The 20th century surface temperature record shows three trends: First, a warming trend of about 0.5 C, peaking around 1940. Next, a cooling trend occurred from 1940 until the late 1970's, followed by the recent warming trend. But 80% of the CO2 from human activities was added to the air after 1940. That means the early 20th Century warming and the mid-century cooling trends were largely natural, not CO2-driven.

Computer simulations of human-made global warming predict significant temperature warming not only near the Earth's surface but also from one to five miles altitude, in a layer called the lower troposphere. But NASA and NOAA records show that the temperature of the lower troposphere varies as a result of natural factors. No meaningful human-caused warming trend - as forecast by the computer simulations - can be found.

Computer simulations all have forecast warming trends much steeper over the last several decades than what was actually seen. The forecasts exaggerate somewhat the warming at the surface, and profoundly in the lower troposphere. Further, computer models that Kyoto's proponents point to predicting catastrophic human-induced global warming have consistently failed to reproduce accurately past and present climate changes. So the100-year forecasts predicting catastrophe are suspect.

There is strong evidence, moreover, that variation in the Sun's energy output is a much more significant driver of surface temperature than human-made greenhouse gases. Temperatures over the past 250 years show a strong correlation to the energy output of the sun (see chart below).

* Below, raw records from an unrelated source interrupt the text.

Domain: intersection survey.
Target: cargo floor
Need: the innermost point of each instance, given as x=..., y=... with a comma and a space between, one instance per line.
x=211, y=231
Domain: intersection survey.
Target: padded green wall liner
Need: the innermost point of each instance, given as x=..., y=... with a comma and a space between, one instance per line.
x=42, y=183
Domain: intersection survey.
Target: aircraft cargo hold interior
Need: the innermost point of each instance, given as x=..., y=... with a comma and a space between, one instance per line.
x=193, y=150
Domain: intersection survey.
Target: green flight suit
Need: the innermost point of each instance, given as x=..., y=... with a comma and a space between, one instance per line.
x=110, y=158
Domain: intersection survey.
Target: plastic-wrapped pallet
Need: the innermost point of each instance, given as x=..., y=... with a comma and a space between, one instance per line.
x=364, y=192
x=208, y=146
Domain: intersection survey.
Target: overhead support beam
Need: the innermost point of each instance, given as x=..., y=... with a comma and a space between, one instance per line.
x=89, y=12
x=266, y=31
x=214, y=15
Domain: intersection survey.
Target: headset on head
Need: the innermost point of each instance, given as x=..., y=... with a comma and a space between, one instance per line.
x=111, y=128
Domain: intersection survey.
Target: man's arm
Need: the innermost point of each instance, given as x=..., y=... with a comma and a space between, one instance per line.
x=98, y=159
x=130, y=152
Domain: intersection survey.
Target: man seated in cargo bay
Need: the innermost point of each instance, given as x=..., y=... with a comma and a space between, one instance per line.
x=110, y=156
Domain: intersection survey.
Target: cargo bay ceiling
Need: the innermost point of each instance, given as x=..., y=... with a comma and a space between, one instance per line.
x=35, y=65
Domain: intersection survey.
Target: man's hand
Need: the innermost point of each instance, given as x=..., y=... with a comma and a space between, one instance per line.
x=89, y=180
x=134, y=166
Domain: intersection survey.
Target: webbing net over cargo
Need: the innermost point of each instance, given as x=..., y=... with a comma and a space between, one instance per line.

The sun's shorter magnetic cycles are more intense, suggesting periods of a brighter sun, then a fainter sun during longer cycles.


Changes in the Sun's magnetism (as evidenced by the changing length of the 22-year, or Hale Polarity Cycle, dotted line) and changes in smoothed Northern Hemisphere land temperature through 1986 (solid line) are closely correlated. The record of reconstructed Northern Hemisphere land temperature substitutes for global temperature, which is unavailable back to 1700 (S. Baliunas and W. Soon, 1995, Astrophysical Journal, 450, 896).


Science and new technology have always provided solutions to problems that mankind has faced. The matter of climate and energy supply will be no different.

For example, a new program - the Global Climate and Energy Project (GCEP) - was recently launched at Stanford University, with the support of several visionary companies. The program seeks to raise efficiency - a laudable goal on its own merits. As energy technologies advance, carbon dioxide emissions per unit of economic output will continue to decline, as history shows it does when technology and economic growth work to advance energy supplies. Powered by the private sector and unfettered by flawed Kyoto-type governmental mandates, the approach is pro-science, pro-technology, pro-environment and pro-people.

Western governments and businesses should continue their leadership positions in studying climate science still further to obtain a better understanding before risking the detrimental economic consequences of a Kyoto Protocol based on incomplete and dubious science. When it to comes to climate change, humans haven't been the culprits. But by using science and technology, humans will develop the ways to best adapt to the world's ever-changing climate.

Dr. Sallie Baliunas is Enviro-Sci host of TCS. Dr. Tim Patterson is a professor of geology (paleoclimatology) in the Department of Earth Sciences at Carleton University in Ottawa. Allan M. R. MacRae is a professional engineer, investment banker and environmentalist. Views expressed are not necessarily those of any institution with which the authors are affiliated.